There is a mom from Canada in my area that is very pro inclusion. Her daughter is nonverbal, but the nine year old gets invited to birthday parties by her NT classmates and has friends.

My guy has switched schools in our our district so often (to go to the age appropriate special ed teacher) that making friends is really hard. No birthday party invitations have come our way from his Nt classmates, but I'm happy with the quality of education he is getting.

Marni Wachs said...

I totally agree with your post, Harold.

One who is bent on pro-inclusion philosophy will run into a brick wall when they meet up with me, if the practical extensions of such a philosophy are not in the best interests of my ASD son's education.

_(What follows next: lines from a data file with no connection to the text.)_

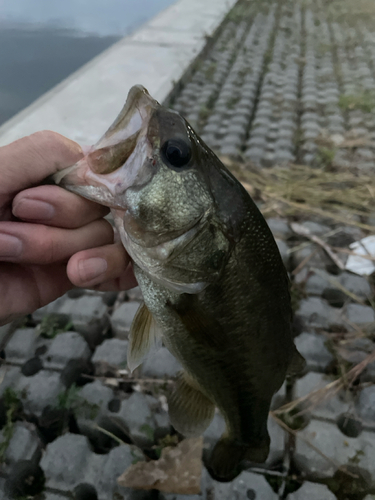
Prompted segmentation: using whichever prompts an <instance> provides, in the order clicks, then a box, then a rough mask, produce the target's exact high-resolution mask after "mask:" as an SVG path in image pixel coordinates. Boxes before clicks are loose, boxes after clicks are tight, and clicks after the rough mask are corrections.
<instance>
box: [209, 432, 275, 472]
mask: <svg viewBox="0 0 375 500" xmlns="http://www.w3.org/2000/svg"><path fill="white" fill-rule="evenodd" d="M268 453H269V439H268V440H265V441H263V442H262V443H261V444H260V445H257V446H251V447H250V446H248V445H247V444H244V443H240V442H239V441H236V440H235V439H232V438H230V437H222V438H221V439H220V440H219V441H218V442H217V443H216V445H215V447H214V448H213V450H212V452H211V454H210V455H209V457H208V459H206V460H205V466H206V468H207V470H208V472H209V473H210V476H211V477H212V478H213V479H214V480H215V481H220V482H228V481H232V480H233V479H235V478H236V477H237V476H238V475H239V474H240V473H241V472H242V470H243V467H242V461H243V460H249V461H251V462H258V463H261V462H264V461H265V460H266V458H267V456H268Z"/></svg>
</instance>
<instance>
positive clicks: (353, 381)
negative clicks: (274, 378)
mask: <svg viewBox="0 0 375 500" xmlns="http://www.w3.org/2000/svg"><path fill="white" fill-rule="evenodd" d="M373 361H375V350H374V351H373V352H372V353H371V354H369V355H368V356H367V357H366V358H365V359H364V360H363V361H361V362H360V363H358V364H357V365H355V366H354V367H353V368H352V369H351V370H349V372H348V373H347V375H346V378H347V383H348V386H350V385H352V384H353V382H354V381H355V380H356V379H357V378H358V376H359V375H360V374H361V373H362V372H363V370H364V369H365V368H366V366H367V365H368V364H370V363H372V362H373ZM344 386H345V384H344V380H343V377H340V378H338V379H337V380H335V381H334V382H331V383H329V384H327V385H326V386H325V387H323V388H321V389H316V390H315V391H312V392H310V393H309V394H307V395H306V396H302V397H301V398H298V399H295V400H294V401H291V402H290V403H286V404H285V405H283V406H281V407H280V408H278V409H277V410H274V413H275V414H280V413H285V412H288V411H291V410H293V409H294V408H295V407H296V406H298V405H299V404H300V403H303V402H304V401H307V400H312V401H313V405H312V407H314V406H315V405H316V404H317V402H320V401H324V399H327V398H328V397H332V396H333V395H334V394H336V393H337V392H338V391H339V390H340V389H342V388H343V387H344ZM322 396H323V397H322ZM310 408H311V406H310Z"/></svg>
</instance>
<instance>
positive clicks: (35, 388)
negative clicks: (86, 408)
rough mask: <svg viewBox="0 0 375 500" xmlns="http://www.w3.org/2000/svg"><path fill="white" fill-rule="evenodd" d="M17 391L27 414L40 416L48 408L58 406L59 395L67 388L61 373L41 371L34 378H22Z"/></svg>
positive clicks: (19, 381)
mask: <svg viewBox="0 0 375 500" xmlns="http://www.w3.org/2000/svg"><path fill="white" fill-rule="evenodd" d="M17 389H18V390H19V391H20V394H21V401H22V403H23V408H24V410H25V412H26V413H31V414H35V415H37V416H40V415H41V413H42V411H43V409H44V408H45V407H46V406H48V405H50V406H56V404H57V402H58V395H59V394H60V393H61V392H63V391H64V390H65V387H64V385H63V384H62V382H61V380H60V374H59V373H56V372H52V371H48V370H41V371H39V372H38V373H37V374H36V375H34V376H32V377H22V378H21V379H20V380H19V383H18V386H17Z"/></svg>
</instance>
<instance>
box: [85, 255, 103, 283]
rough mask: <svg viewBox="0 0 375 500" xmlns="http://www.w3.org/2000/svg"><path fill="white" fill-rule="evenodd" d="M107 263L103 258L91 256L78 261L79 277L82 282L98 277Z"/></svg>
mask: <svg viewBox="0 0 375 500" xmlns="http://www.w3.org/2000/svg"><path fill="white" fill-rule="evenodd" d="M107 267H108V264H107V261H106V260H105V259H102V258H99V257H93V258H91V259H86V260H80V261H79V262H78V272H79V277H80V278H81V280H82V282H83V283H86V282H87V281H92V280H93V279H95V278H99V277H100V276H101V275H102V274H104V273H105V271H106V270H107Z"/></svg>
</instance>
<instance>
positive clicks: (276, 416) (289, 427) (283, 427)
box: [270, 411, 358, 479]
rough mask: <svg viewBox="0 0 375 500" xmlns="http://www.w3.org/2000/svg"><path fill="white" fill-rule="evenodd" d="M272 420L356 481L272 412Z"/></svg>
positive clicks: (350, 475) (332, 464)
mask: <svg viewBox="0 0 375 500" xmlns="http://www.w3.org/2000/svg"><path fill="white" fill-rule="evenodd" d="M270 413H271V416H272V418H273V419H274V420H275V421H276V423H277V424H278V425H279V426H280V427H282V428H283V429H284V430H286V431H287V432H289V433H290V434H292V435H293V436H295V437H296V438H298V439H302V441H304V442H305V443H306V444H308V445H309V446H310V447H311V448H312V449H313V450H314V451H316V453H318V454H319V455H320V456H321V457H323V458H325V459H326V460H327V461H328V462H330V463H331V464H332V465H333V466H334V467H335V468H337V469H339V470H341V471H342V472H344V473H345V474H348V476H351V477H353V478H355V479H358V476H357V475H356V474H353V473H352V472H350V471H348V470H347V469H346V467H345V466H344V465H340V464H339V463H338V462H336V460H334V459H333V458H331V457H328V456H327V455H326V454H325V453H323V452H322V451H321V450H319V448H317V447H316V446H315V445H314V444H313V443H312V442H311V441H310V440H309V439H307V438H306V437H305V436H302V435H301V434H299V433H298V432H297V431H295V430H294V429H291V428H290V427H289V426H288V425H286V424H285V423H284V422H283V421H282V420H280V419H279V418H278V417H277V416H276V415H275V414H274V412H273V411H271V412H270Z"/></svg>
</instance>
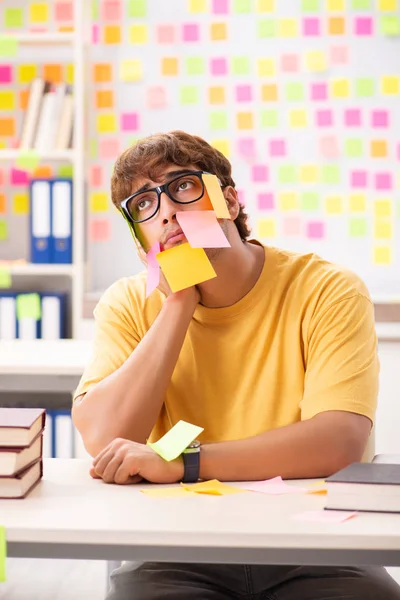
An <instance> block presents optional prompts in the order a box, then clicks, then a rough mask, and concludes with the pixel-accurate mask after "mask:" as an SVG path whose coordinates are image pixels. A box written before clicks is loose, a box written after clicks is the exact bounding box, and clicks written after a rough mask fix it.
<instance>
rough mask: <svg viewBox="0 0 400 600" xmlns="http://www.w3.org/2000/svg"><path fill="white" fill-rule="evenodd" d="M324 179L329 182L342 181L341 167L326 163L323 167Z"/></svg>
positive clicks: (322, 169) (336, 181) (327, 182)
mask: <svg viewBox="0 0 400 600" xmlns="http://www.w3.org/2000/svg"><path fill="white" fill-rule="evenodd" d="M322 181H323V183H327V184H335V183H339V181H340V172H339V167H337V166H336V165H324V166H323V167H322Z"/></svg>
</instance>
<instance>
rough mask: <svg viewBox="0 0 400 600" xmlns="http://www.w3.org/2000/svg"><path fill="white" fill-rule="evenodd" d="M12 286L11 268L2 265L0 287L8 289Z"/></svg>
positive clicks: (0, 276)
mask: <svg viewBox="0 0 400 600" xmlns="http://www.w3.org/2000/svg"><path fill="white" fill-rule="evenodd" d="M10 287H11V273H10V269H6V268H4V267H0V288H2V289H8V288H10Z"/></svg>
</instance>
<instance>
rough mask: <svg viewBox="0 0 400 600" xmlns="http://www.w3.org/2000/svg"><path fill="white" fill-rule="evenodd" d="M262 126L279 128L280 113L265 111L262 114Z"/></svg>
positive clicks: (261, 122)
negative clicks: (278, 117) (279, 114)
mask: <svg viewBox="0 0 400 600" xmlns="http://www.w3.org/2000/svg"><path fill="white" fill-rule="evenodd" d="M261 126H262V127H278V111H277V110H263V111H262V112H261Z"/></svg>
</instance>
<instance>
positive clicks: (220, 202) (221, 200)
mask: <svg viewBox="0 0 400 600" xmlns="http://www.w3.org/2000/svg"><path fill="white" fill-rule="evenodd" d="M202 179H203V181H204V185H205V188H206V191H207V194H208V197H209V198H210V202H211V204H212V205H213V209H214V210H215V214H216V215H217V217H218V219H230V218H231V216H230V214H229V210H228V207H227V205H226V200H225V197H224V195H223V193H222V190H221V186H220V184H219V181H218V178H217V177H216V176H215V175H210V174H208V173H206V174H204V175H202Z"/></svg>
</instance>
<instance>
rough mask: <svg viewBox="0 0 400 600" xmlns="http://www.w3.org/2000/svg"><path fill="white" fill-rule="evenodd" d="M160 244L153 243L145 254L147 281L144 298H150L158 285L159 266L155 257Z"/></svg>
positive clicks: (159, 266)
mask: <svg viewBox="0 0 400 600" xmlns="http://www.w3.org/2000/svg"><path fill="white" fill-rule="evenodd" d="M160 250H161V248H160V243H159V242H154V244H153V245H152V247H151V248H150V250H149V251H148V252H147V254H146V258H147V281H146V298H148V296H150V294H151V292H153V291H154V290H155V289H156V287H157V286H158V284H159V283H160V265H159V264H158V262H157V259H156V255H157V254H158V253H159V252H160Z"/></svg>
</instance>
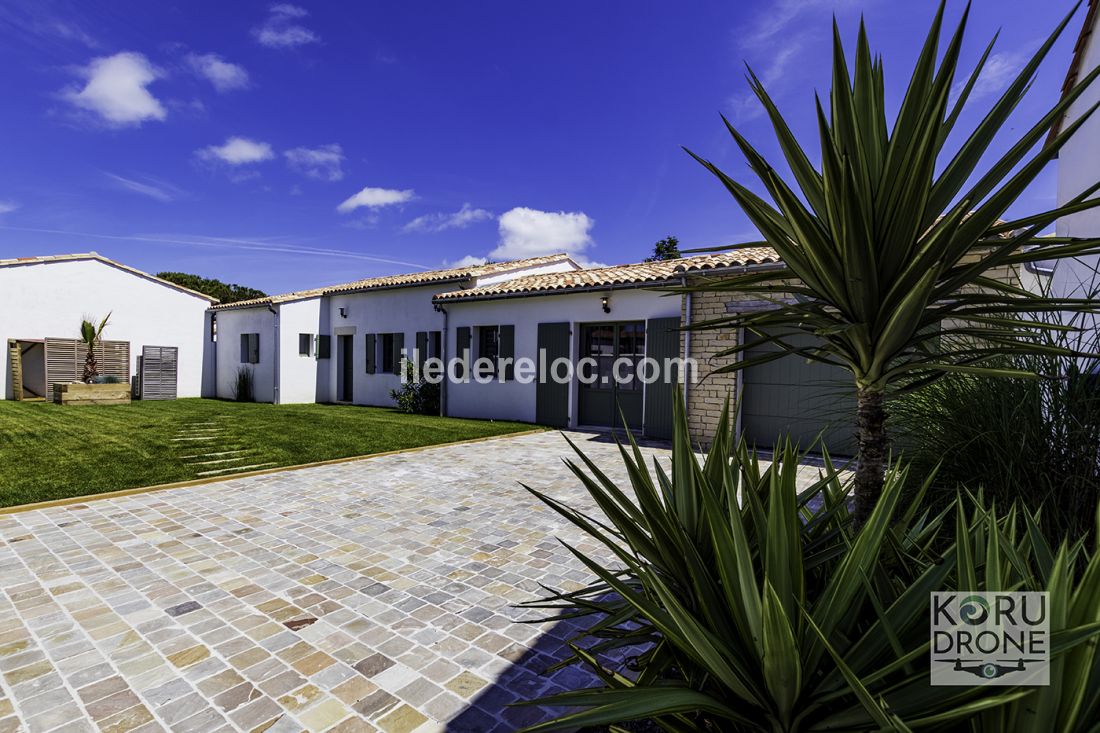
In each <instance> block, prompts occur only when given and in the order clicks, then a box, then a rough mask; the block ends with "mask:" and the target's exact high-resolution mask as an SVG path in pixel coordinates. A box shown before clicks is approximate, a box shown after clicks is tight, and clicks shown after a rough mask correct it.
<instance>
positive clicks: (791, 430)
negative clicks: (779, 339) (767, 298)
mask: <svg viewBox="0 0 1100 733" xmlns="http://www.w3.org/2000/svg"><path fill="white" fill-rule="evenodd" d="M784 340H785V341H788V342H790V343H792V344H795V346H812V344H813V343H814V338H813V337H811V336H801V335H799V336H791V337H787V338H785V339H784ZM777 350H778V349H777V347H774V346H772V344H761V346H758V347H753V348H752V349H749V350H747V351H746V352H745V359H746V360H748V359H753V358H756V357H759V355H762V354H764V353H767V352H773V351H777ZM742 375H744V390H742V391H741V431H742V433H744V434H745V437H746V438H747V439H748V441H749V444H750V445H752V444H755V445H757V446H758V447H760V448H770V447H771V446H773V445H774V442H775V438H777V437H778V436H779V435H781V434H790V435H791V438H792V439H793V440H795V441H798V442H799V445H800V446H801V447H802V448H809V447H810V445H811V444H812V442H813V441H814V440H815V439H816V438H817V436H818V434H821V435H822V440H823V441H824V444H825V446H826V447H827V448H828V451H829V453H831V455H836V456H851V455H854V453H855V448H856V440H855V438H856V436H855V433H856V394H855V386H854V385H853V382H851V374H850V372H848V371H847V370H845V369H842V368H839V366H832V365H829V364H822V363H818V362H813V361H811V362H807V361H806V360H805V359H803V358H801V357H796V355H788V357H783V358H781V359H777V360H775V361H769V362H768V363H764V364H757V365H756V366H749V368H748V369H746V370H745V371H744V372H742Z"/></svg>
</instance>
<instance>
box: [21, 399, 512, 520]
mask: <svg viewBox="0 0 1100 733" xmlns="http://www.w3.org/2000/svg"><path fill="white" fill-rule="evenodd" d="M531 427H532V426H530V425H527V424H524V423H504V422H488V420H470V419H459V418H451V417H431V416H421V415H406V414H404V413H398V412H396V411H393V409H387V408H383V407H359V406H350V405H267V404H255V403H249V404H246V403H234V402H222V401H217V400H176V401H173V402H135V403H133V404H131V405H110V406H94V405H88V406H79V407H76V406H64V407H63V406H61V405H54V404H51V403H20V402H3V401H0V506H13V505H17V504H29V503H32V502H42V501H50V500H55V499H67V497H69V496H85V495H91V494H98V493H102V492H107V491H117V490H120V489H133V488H136V486H149V485H154V484H158V483H171V482H175V481H189V480H194V479H202V478H208V477H210V475H226V477H229V475H232V474H233V473H234V472H240V471H245V470H259V469H264V468H277V467H281V466H295V464H298V463H311V462H315V461H324V460H332V459H335V458H349V457H352V456H366V455H371V453H381V452H386V451H390V450H403V449H408V448H418V447H421V446H432V445H438V444H443V442H452V441H455V440H469V439H472V438H484V437H491V436H496V435H506V434H509V433H518V431H522V430H529V429H531ZM211 472H213V473H211Z"/></svg>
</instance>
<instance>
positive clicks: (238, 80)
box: [187, 54, 249, 92]
mask: <svg viewBox="0 0 1100 733" xmlns="http://www.w3.org/2000/svg"><path fill="white" fill-rule="evenodd" d="M187 65H188V66H190V67H191V70H193V72H195V73H196V74H198V75H199V76H201V77H205V78H206V79H207V80H208V81H210V84H212V85H213V88H215V89H217V90H218V91H221V92H226V91H233V90H235V89H245V88H248V86H249V73H248V72H246V70H245V69H244V67H243V66H240V65H239V64H231V63H229V62H228V61H226V59H224V58H222V57H221V56H219V55H218V54H187Z"/></svg>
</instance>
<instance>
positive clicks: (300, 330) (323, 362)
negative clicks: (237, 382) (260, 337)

Education of special needs children needs to be tailored to the individual child's best interests, not someone's Master's or Doctoral thesis on some naive idea of a "classroom utopia".

Anonymous said...

Adapting the learning environment works for the student, and some strides have been in this approach for ASD students over the years. However, at the high school level it becomes even more challenging, because in their smaller isolated environments they cannot get the "teaching" components of their academic subjects unless they are in the mainstream classrooms. The teaching assistants are helpful, but often cannot do the "teaching components of the educations. Our kids miss out.

farmwifetwo said...

Inclusion done properly works with a child that has minimal sensory issues and can handle transitions like my boys can. Inclusion done properly includes modification of school work. When the other's do Language Arts, my son does L/A but at his developmental level. Language is his weakest strength and needs to be worked on separately. PEC's are used still if needed to answer questions, help with comprehension of words. His reading, spelling, and math skills are age appropriate. And yes... he's still "non-verbal", he mands but doesn't initiate conversation. He is a full member of the class and is expected to take part in all of the classroom programming with as much or as little support is required to complete the task.

He is doing amazing in a regular classroom, with full EA support. He also just started piano lessons and still goes to gymnastics - regular program, no support.

His older bro was mainstreamed... That I do not recommend. No EA support until now at Gr 4. He too is doing amazing, the psychometric testing actually puts him average (except language which is delayed 1.5 grades) with his class... BUT.. he's had private speech therapy, homeschooling and tutoring and he has NLD w/ S/L delay.

Inclusion and mainstreaming are very different ways of teaching a child with special needs. I don't recommend mainstreaming having... been there... done that.

And you know just how much I detest IBI... having been there... done that too.